Di qui si capisce come The Elder Scrolls V: Skyrim si basi furbescamente sulla costruzione “a strati” dei testi che viene teorizzata in ambito semiotico: ogni testo ha i suoi differenti livelli di lettura, che possono contenere riferimenti ad altri testi oppure messaggi e temi specifici. Con Skyrim questa concezione si applica al videogioco, in quanto esso può essere “letto” (giocato) in molti modi differenti e reciprocamente “incastrabili”. Si può decidere chi essere, come specializzarsi e cosa fare, che sia folleggiare casualmente alla ricerca di easter-egg viventi (sì, il celeberrimo M’aiq il bugiardo esiste) oppure ci si può diventare seri e decidere il destino del mondo o della politica di Skyrim. Oppure si può acquistare una casa, scegliere una tenda come “campo base” e partirvi all’inizio di ogni sessione, per poi tornarvi in maniera abitudinaria prima di chiudere l’applicazione.

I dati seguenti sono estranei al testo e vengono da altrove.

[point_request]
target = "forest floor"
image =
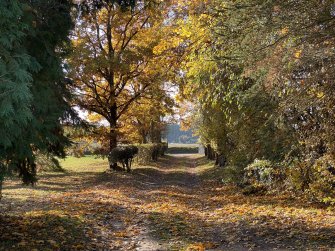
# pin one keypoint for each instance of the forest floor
(177, 204)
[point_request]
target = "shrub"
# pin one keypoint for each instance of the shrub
(316, 180)
(264, 172)
(233, 175)
(45, 162)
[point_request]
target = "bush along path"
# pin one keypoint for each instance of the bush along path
(177, 204)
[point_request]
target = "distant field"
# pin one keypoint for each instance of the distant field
(183, 148)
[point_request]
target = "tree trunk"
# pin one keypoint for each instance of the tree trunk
(113, 134)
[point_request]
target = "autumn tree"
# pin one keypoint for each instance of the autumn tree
(113, 62)
(145, 121)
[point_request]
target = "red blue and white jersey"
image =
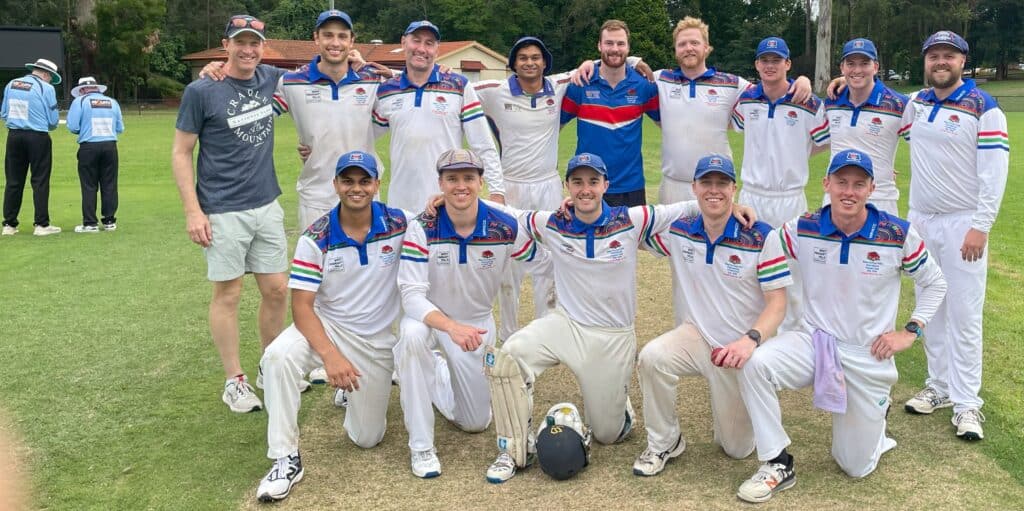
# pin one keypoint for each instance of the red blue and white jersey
(851, 283)
(355, 283)
(726, 278)
(524, 125)
(332, 119)
(960, 154)
(695, 117)
(610, 124)
(425, 122)
(595, 264)
(461, 277)
(873, 127)
(778, 137)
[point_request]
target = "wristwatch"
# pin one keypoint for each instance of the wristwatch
(913, 328)
(755, 336)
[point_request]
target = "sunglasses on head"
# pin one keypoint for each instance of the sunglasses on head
(247, 22)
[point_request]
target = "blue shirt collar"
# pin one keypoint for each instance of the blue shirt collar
(315, 75)
(707, 74)
(875, 98)
(963, 90)
(516, 89)
(435, 76)
(377, 226)
(731, 227)
(580, 226)
(448, 228)
(868, 231)
(759, 90)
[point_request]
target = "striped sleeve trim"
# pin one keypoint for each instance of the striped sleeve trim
(414, 252)
(306, 271)
(913, 261)
(993, 140)
(773, 269)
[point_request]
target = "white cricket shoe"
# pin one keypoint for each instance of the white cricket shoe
(340, 398)
(502, 469)
(317, 376)
(769, 479)
(285, 473)
(968, 424)
(240, 396)
(425, 464)
(926, 401)
(46, 229)
(651, 463)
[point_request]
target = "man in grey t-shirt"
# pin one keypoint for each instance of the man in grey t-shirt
(230, 202)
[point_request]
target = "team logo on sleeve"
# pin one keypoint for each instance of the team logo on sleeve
(792, 118)
(388, 255)
(486, 259)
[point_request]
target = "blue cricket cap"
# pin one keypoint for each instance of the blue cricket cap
(774, 45)
(524, 41)
(860, 46)
(945, 37)
(423, 24)
(851, 158)
(587, 160)
(715, 163)
(330, 14)
(358, 159)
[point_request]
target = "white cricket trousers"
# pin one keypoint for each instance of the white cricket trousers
(890, 207)
(776, 208)
(672, 190)
(953, 338)
(684, 352)
(786, 362)
(462, 395)
(540, 196)
(290, 356)
(601, 357)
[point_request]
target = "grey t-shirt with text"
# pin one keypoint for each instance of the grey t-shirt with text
(235, 122)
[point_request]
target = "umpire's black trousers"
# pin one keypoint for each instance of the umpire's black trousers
(97, 169)
(25, 148)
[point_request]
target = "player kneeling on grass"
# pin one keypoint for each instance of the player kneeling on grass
(344, 301)
(594, 253)
(452, 266)
(851, 255)
(736, 277)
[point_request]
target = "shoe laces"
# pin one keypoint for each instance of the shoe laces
(970, 417)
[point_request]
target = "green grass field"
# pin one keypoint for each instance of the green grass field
(110, 379)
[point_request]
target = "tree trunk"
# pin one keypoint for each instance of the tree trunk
(822, 72)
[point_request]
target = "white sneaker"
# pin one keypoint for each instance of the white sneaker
(769, 479)
(240, 396)
(285, 473)
(926, 401)
(340, 398)
(46, 229)
(317, 376)
(425, 464)
(968, 424)
(502, 469)
(651, 463)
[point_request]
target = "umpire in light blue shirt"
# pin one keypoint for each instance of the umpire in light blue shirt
(30, 111)
(96, 120)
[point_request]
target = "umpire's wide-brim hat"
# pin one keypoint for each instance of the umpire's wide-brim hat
(87, 85)
(46, 66)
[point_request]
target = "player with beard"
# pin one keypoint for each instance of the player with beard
(960, 158)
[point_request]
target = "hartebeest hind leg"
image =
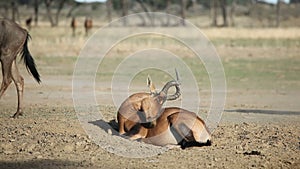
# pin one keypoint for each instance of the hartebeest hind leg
(19, 82)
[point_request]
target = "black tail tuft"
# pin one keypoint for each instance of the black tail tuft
(29, 61)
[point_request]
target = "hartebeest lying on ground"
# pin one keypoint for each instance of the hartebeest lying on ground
(177, 126)
(142, 109)
(142, 117)
(13, 41)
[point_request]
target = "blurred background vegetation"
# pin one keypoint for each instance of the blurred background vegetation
(203, 13)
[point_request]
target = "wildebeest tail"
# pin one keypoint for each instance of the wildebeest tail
(29, 61)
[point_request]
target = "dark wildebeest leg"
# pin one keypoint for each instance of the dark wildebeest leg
(19, 82)
(6, 74)
(13, 41)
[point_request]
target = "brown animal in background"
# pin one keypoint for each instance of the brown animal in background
(28, 23)
(88, 24)
(73, 25)
(177, 126)
(13, 41)
(142, 109)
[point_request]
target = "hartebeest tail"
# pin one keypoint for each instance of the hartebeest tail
(29, 61)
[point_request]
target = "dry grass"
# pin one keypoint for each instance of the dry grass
(58, 41)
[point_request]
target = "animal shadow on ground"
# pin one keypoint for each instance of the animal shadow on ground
(111, 127)
(275, 112)
(42, 163)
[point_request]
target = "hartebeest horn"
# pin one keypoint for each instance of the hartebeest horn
(151, 85)
(170, 84)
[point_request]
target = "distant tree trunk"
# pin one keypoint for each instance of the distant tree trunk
(5, 15)
(124, 5)
(232, 12)
(214, 12)
(182, 11)
(36, 11)
(15, 11)
(49, 14)
(108, 7)
(60, 7)
(146, 11)
(224, 12)
(48, 9)
(278, 13)
(76, 5)
(168, 12)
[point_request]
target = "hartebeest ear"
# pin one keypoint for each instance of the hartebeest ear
(150, 85)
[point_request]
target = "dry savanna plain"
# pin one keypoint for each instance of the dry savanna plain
(259, 127)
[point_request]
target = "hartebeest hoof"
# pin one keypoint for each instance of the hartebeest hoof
(17, 114)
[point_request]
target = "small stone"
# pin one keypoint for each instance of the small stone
(39, 156)
(68, 148)
(109, 131)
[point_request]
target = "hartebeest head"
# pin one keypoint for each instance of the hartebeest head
(151, 106)
(144, 108)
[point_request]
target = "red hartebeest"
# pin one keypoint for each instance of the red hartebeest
(142, 109)
(13, 41)
(177, 126)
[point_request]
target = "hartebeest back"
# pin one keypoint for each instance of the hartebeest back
(13, 41)
(177, 126)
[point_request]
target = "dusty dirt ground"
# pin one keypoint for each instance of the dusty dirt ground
(50, 136)
(259, 128)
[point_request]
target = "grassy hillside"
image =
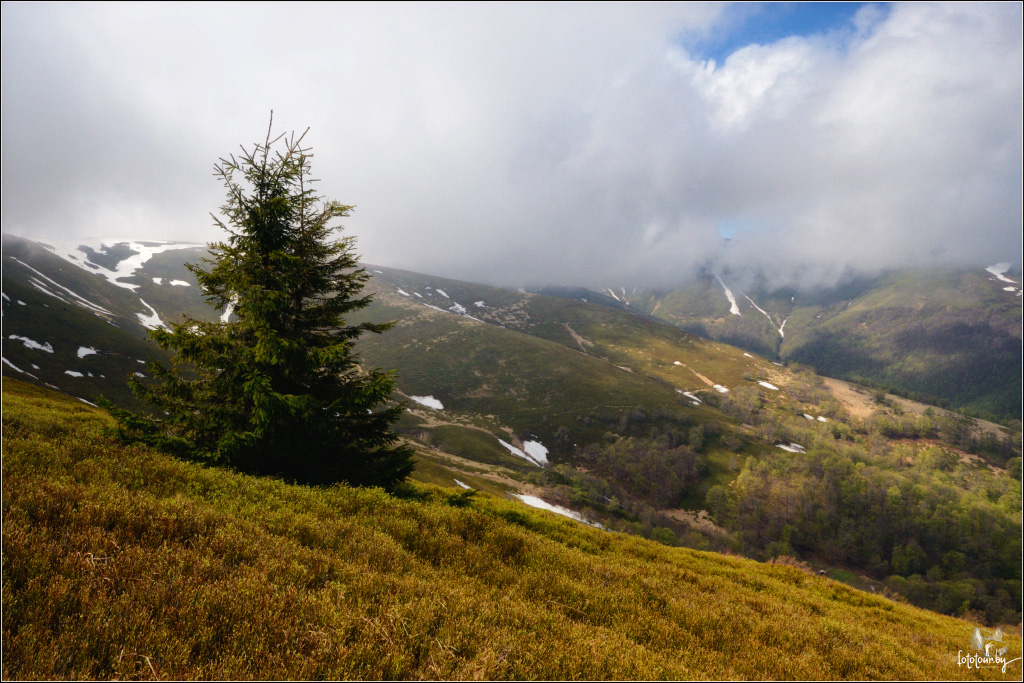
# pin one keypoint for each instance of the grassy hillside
(124, 563)
(947, 336)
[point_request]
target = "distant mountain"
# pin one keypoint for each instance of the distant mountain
(946, 336)
(591, 406)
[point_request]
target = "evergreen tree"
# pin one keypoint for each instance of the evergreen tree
(275, 388)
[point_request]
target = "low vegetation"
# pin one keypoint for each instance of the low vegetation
(122, 562)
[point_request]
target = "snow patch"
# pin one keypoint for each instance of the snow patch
(126, 267)
(152, 321)
(997, 269)
(16, 369)
(536, 451)
(733, 308)
(82, 301)
(519, 454)
(429, 401)
(31, 343)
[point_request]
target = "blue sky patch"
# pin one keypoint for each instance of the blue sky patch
(763, 24)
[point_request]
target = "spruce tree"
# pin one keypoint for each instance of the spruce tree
(275, 387)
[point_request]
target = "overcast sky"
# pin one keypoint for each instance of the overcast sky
(526, 144)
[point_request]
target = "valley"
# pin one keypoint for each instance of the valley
(609, 414)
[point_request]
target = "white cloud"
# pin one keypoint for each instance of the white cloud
(531, 142)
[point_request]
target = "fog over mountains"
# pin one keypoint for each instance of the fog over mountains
(528, 145)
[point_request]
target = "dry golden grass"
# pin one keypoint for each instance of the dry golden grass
(125, 563)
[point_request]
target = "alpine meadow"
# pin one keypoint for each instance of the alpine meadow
(680, 341)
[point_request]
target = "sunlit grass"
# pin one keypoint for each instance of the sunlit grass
(125, 563)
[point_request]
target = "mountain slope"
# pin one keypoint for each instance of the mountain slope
(121, 562)
(641, 427)
(946, 336)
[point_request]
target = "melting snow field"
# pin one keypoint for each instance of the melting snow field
(31, 343)
(152, 321)
(537, 452)
(82, 301)
(15, 368)
(535, 502)
(997, 269)
(733, 308)
(429, 401)
(534, 455)
(125, 268)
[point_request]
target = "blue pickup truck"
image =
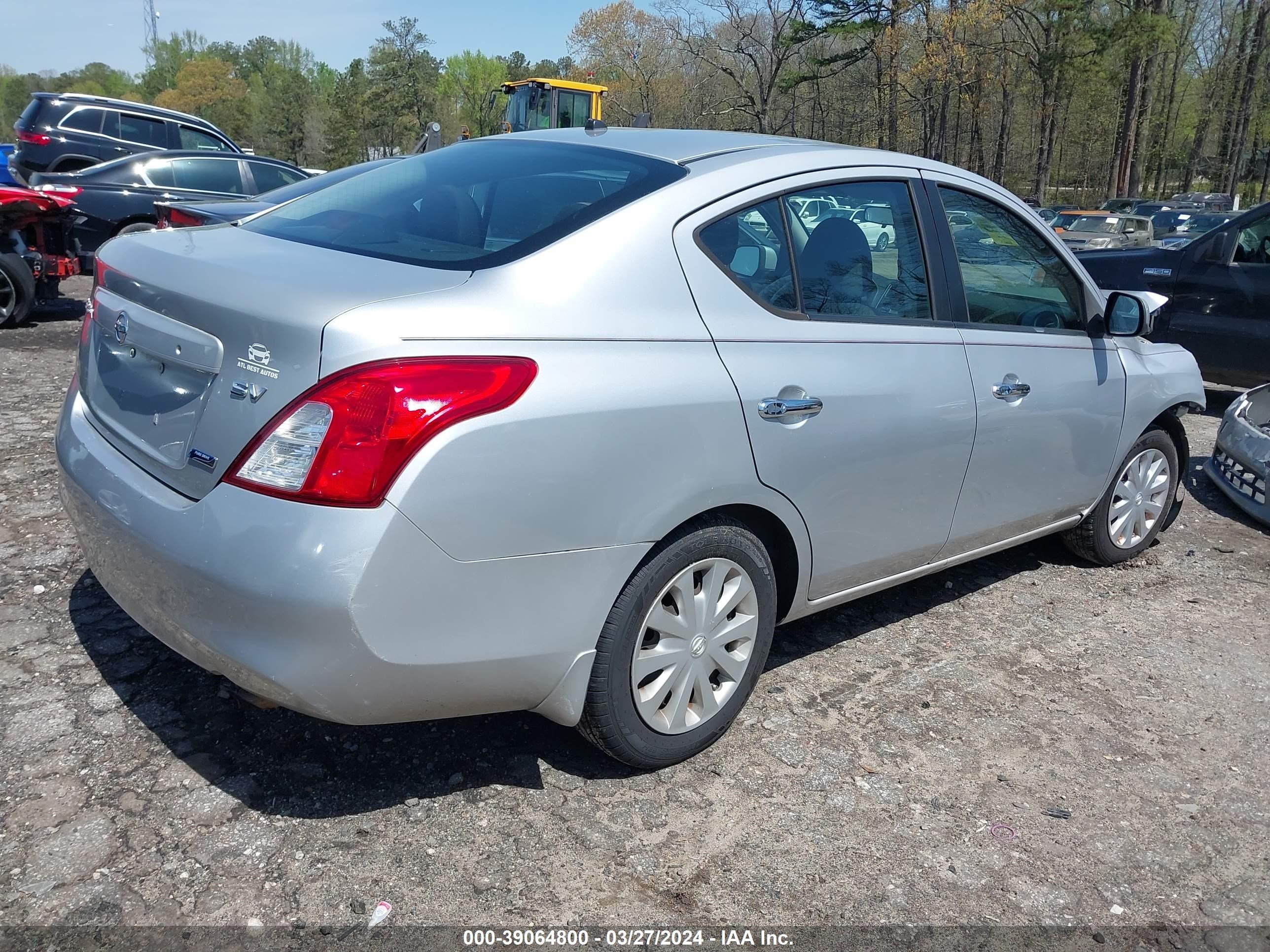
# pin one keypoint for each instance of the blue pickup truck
(1218, 289)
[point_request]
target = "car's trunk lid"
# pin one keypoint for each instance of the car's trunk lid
(200, 337)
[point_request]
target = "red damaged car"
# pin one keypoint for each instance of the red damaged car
(37, 249)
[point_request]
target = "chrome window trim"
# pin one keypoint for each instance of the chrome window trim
(779, 190)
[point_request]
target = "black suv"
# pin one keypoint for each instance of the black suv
(118, 197)
(69, 131)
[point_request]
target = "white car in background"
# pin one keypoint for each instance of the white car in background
(878, 225)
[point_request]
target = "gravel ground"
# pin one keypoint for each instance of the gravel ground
(892, 767)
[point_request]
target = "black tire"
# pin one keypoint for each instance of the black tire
(610, 720)
(1092, 539)
(23, 283)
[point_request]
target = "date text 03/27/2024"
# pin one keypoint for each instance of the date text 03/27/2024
(574, 938)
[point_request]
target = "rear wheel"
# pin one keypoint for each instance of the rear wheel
(17, 289)
(1136, 507)
(682, 648)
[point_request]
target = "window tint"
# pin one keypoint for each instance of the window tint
(1254, 243)
(1011, 274)
(83, 121)
(160, 174)
(572, 108)
(197, 139)
(142, 131)
(209, 175)
(271, 177)
(863, 258)
(473, 205)
(751, 245)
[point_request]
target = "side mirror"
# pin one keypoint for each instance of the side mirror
(1128, 316)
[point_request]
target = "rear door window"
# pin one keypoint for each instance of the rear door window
(142, 131)
(1011, 274)
(197, 139)
(209, 175)
(864, 259)
(160, 174)
(83, 121)
(473, 205)
(270, 177)
(752, 248)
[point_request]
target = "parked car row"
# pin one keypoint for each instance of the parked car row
(118, 197)
(61, 133)
(1218, 290)
(61, 202)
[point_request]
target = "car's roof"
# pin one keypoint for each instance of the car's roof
(121, 103)
(685, 146)
(208, 154)
(671, 145)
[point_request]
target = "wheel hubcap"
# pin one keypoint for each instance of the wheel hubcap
(1139, 498)
(695, 646)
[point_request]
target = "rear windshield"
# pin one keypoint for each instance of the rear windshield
(28, 115)
(471, 205)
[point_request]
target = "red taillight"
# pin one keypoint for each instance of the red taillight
(177, 219)
(345, 441)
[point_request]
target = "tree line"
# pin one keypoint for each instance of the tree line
(1067, 101)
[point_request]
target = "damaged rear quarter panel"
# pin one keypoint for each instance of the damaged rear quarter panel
(1158, 378)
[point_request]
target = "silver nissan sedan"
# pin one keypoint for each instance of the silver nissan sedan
(568, 422)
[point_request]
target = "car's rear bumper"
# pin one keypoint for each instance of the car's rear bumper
(349, 615)
(1240, 465)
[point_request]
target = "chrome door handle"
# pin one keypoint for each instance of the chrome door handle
(789, 408)
(1010, 389)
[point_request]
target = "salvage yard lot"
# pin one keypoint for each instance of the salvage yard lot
(892, 767)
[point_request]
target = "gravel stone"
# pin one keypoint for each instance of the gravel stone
(75, 851)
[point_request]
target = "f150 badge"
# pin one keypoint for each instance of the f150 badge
(257, 361)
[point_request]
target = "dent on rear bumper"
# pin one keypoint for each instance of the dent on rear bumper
(349, 615)
(1240, 466)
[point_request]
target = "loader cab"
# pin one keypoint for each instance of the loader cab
(550, 104)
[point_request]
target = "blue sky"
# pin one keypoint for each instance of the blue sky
(111, 31)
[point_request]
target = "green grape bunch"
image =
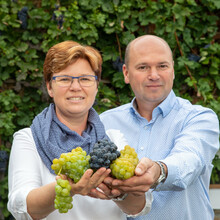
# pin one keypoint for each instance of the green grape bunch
(73, 164)
(63, 199)
(124, 166)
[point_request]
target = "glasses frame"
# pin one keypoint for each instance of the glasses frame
(74, 77)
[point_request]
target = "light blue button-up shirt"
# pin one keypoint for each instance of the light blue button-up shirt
(183, 136)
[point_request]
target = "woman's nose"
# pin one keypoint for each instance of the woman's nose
(75, 84)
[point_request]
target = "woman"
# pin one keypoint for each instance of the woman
(71, 73)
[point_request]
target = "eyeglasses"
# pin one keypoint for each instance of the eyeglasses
(66, 81)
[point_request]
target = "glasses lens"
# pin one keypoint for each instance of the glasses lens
(63, 81)
(87, 80)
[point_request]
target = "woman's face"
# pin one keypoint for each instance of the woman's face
(75, 100)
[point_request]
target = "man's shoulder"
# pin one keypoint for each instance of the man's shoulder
(120, 109)
(188, 108)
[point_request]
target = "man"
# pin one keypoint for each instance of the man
(162, 127)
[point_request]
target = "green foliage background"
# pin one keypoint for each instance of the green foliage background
(191, 27)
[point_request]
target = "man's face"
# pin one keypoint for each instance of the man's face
(150, 71)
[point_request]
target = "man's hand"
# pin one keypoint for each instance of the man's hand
(146, 174)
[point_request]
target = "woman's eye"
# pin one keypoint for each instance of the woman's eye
(84, 78)
(142, 67)
(163, 66)
(65, 79)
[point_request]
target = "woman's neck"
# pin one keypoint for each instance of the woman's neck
(77, 124)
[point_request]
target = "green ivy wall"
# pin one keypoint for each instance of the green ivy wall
(29, 28)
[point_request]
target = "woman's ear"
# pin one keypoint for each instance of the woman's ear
(49, 89)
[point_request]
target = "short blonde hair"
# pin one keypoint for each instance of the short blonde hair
(66, 53)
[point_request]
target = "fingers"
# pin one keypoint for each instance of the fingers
(99, 176)
(143, 166)
(96, 193)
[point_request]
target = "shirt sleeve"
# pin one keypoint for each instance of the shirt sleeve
(24, 173)
(193, 151)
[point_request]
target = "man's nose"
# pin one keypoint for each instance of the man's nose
(153, 74)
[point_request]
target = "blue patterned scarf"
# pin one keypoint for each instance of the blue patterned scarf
(53, 137)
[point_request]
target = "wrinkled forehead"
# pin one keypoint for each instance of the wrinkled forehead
(150, 44)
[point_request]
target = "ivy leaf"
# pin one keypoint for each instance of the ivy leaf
(22, 47)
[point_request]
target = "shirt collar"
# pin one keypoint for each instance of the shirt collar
(164, 107)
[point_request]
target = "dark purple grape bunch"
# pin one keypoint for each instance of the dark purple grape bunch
(104, 152)
(23, 17)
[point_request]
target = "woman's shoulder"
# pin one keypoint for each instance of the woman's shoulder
(25, 133)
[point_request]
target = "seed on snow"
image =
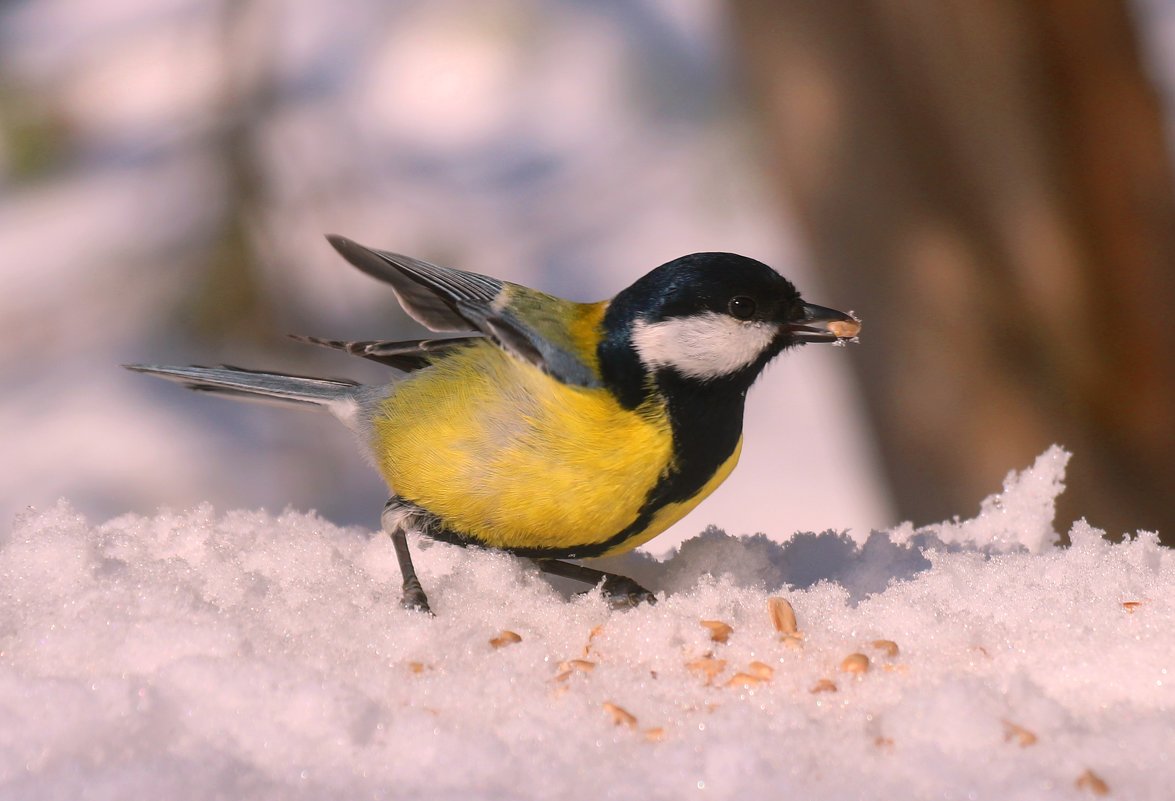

Alla fine, il mistero di Skyrim potrebbe essere più semplice di quanto non ci si aspetti. Più che il sistema a gioco di ruolo ormai basico, la modellazione “a stampino” dei personaggi non giocanti e le stranezze (tecniche e non) derivate dall’ambientazione aperta, il motivo per cui dopo (quasi) nove anni ancora affascina è la sua costruzione a strati. Storie grandi e grandissime, piccole e minuscole, casuali e occasionali si sovrappongono e amalgamano con una sapienza e un’armonia che non sente l’età, mentre sullo sfondo si disegna una scenografia ormai “teatrale” ma meravigliosa nella sua ricercatezza. Skyrim è tutto qui, un mondo oltre lo schermo in cui magari non ci si riesce più a perdere come una volta, ma che come un vecchio amico non mancherà di invitarci a casa sua e offrirci da bere.